TICKETMASTER CONSIDERS DROPPING CONVENIENCE CHARGES

First Signs of an Azoff Shake-up Intimated by Moriarty During Earnings Conference Call
In the first weeks of Irving Azoff’s reign, Ticketmaster Entertainment is already showing signs of a new attitude. During a conference call on Monday announcing quarterly earnings, the company revealed that it has started experimenting with dropping those infamous convenience charges from the cost of tickets, the Wall Street Journal’s Ethan Smith reported this morning.

Azoff has vowed to make the ticketing giant more friendly to consumers and artists, so it’s fitting that his longtime management clients the Eagles are the first act to sell tickets without fees.

Ducats for the band's Jan. 17 concert at North Carolina's Greensboro Coliseum went on sale Nov. 7 under a banner that announced: "This is a no-fee event! The price you see is the price you pay." The tickets for the concert cost $60 to $190, about the same face value as tickets to other Eagles concerts on the tour, which runs through January. Such fees would add $18 to a $185 ticket at the tour's Hershey, PA, stop.

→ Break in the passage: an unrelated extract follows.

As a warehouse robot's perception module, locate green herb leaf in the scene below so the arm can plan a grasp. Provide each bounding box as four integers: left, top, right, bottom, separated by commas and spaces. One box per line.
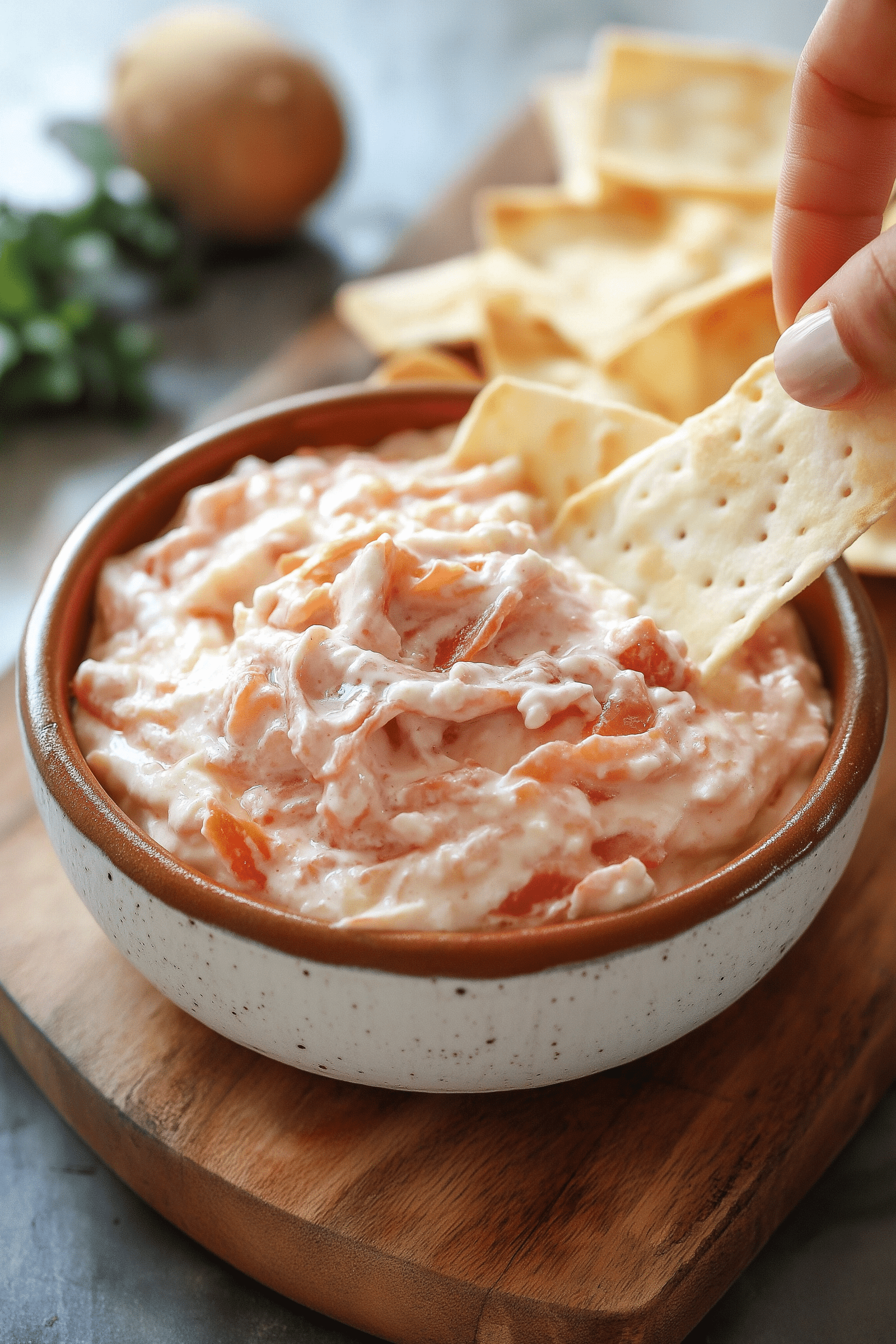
47, 118, 121, 181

Convenience charges are typically split between Ticketmaster and venue owners, with pieces sometimes going to artists and promoters, Smith explains. The rationale behind the fee, which has been driving concertgoers crazy for years, is that buying tickets from Ticketmaster is more convenient than going to a venue box office.

During the conference call, TM President Sean Moriarty said the Jan. 17 concert represented the company's "first foray" into what he described as “all-in ticketing.” It isn't clear whether in the future such no-fee tickets will simply build the old convenience charges into the price of the ticket.

As for those earnings, Ticketmaster’s net income for the three months ended Sept. 30 fell to $9.6 million, down 76% year-over-year, thanks to higher royalty payments, severance costs, lower ticket sales and costs associated with the acquisitions of two subsidiaries. Revenue was $339.2 million, up 16% from the year-earlier period.